Monday, 18 May 2015

Why are so many whales dying on California's shores?

A recent spate of whales washed up on the state’s beaches may be coincidence but ship strikes, fishing lines, sonar and climate change are all taking a toll


Saturday 16 May 2015 13.00 BSTLast modified on Saturday 16 May 201517.18 BST

Last week, scores of local residents made their way to Sharp State Park in Pacifica, California, a 20-minute drive south of San Francisco, to view the body of a humpback whale that came ashore on 4 May.

When the 32-foot female humpback whale’s body came ashore, after days being tossed by waves, it was only the latest in a string of strandings along northern California’s Pacific coast.

Moe Flannery, a stranded marine mammal responder and manager of the Department of Ornithology and Mammalogy at the California Academy of Sciences, is quick to dispel a desire to look for conspiracy theories over the whales’ deaths.

“This is not a beaching,” she begins, “it is a stranding,” explaining that a stranding occurs when the animal washes ashore and does not deliberately go on to the beach. This usually happens after the animal is injured.

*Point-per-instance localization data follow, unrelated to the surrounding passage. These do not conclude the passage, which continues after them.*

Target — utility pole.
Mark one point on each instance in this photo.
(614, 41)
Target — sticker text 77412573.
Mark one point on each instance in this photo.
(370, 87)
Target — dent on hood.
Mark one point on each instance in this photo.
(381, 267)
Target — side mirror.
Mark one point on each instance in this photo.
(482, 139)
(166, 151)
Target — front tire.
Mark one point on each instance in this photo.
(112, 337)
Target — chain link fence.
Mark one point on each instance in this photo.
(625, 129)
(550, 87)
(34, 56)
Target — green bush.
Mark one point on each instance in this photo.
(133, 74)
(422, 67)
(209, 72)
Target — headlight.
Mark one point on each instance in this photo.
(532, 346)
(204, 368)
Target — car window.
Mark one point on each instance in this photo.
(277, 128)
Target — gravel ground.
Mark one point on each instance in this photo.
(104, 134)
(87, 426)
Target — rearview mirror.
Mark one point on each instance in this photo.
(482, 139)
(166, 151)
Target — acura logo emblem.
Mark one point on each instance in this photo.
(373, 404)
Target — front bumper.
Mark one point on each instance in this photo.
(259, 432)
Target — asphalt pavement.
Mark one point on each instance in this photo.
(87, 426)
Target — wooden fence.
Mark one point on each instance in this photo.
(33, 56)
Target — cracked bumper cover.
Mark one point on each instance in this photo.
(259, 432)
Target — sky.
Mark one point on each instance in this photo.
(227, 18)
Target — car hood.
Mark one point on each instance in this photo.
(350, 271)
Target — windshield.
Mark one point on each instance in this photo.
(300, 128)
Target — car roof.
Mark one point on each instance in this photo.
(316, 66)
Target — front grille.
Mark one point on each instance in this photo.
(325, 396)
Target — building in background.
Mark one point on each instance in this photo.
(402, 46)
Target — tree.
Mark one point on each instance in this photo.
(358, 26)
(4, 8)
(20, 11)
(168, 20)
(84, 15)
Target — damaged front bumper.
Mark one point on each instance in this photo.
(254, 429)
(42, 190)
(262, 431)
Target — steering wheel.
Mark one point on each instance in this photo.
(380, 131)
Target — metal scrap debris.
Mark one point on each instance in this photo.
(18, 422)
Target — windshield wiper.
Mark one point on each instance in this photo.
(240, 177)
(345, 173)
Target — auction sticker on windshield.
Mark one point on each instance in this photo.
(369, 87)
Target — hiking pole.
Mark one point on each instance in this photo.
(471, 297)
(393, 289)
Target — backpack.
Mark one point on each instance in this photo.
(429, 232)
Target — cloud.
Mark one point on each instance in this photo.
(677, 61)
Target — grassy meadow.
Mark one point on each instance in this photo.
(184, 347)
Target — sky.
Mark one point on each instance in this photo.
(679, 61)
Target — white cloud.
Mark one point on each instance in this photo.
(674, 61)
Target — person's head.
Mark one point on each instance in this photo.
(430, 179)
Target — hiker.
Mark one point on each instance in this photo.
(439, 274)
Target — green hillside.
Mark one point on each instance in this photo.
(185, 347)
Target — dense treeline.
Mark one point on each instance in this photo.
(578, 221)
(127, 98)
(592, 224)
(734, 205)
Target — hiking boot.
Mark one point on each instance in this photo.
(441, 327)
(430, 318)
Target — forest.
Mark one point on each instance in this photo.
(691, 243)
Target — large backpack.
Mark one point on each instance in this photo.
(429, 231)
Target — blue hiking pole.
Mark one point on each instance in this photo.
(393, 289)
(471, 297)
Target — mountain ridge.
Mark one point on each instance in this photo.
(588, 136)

Flannery and the academy believe that it is “likely” the most recent whale was hit by a ship at sea and washed ashore after dying. Her team, which conducted the necropsy, says there were “signs of trauma consistent with blunt force”.

While Flannery does not deliver an exact cause of death – “because we were not there to witness the animal die” – she believes this death, and the others in recent weeks along the California coastline, are accidents and the timing is coincidental.

“We cannot make assumptions or theories of why there have been this number of incidents in recent weeks because we did not physically witness the trauma,” she argues.

On 14 April, also in Pacifica, a 48ft sperm whale washed ashore. Researchers are unsure of exactly what occurred in the ocean but report the whale was emaciated and had slight hemorrhaging, which could have been the result of a ship collision. Shortly after that incident, an orca came ashore north of San Francisco in Fort Bragg. According to researchers there, the orca appears to have been injured as a result of fishing nets and was also showing signs of hunger.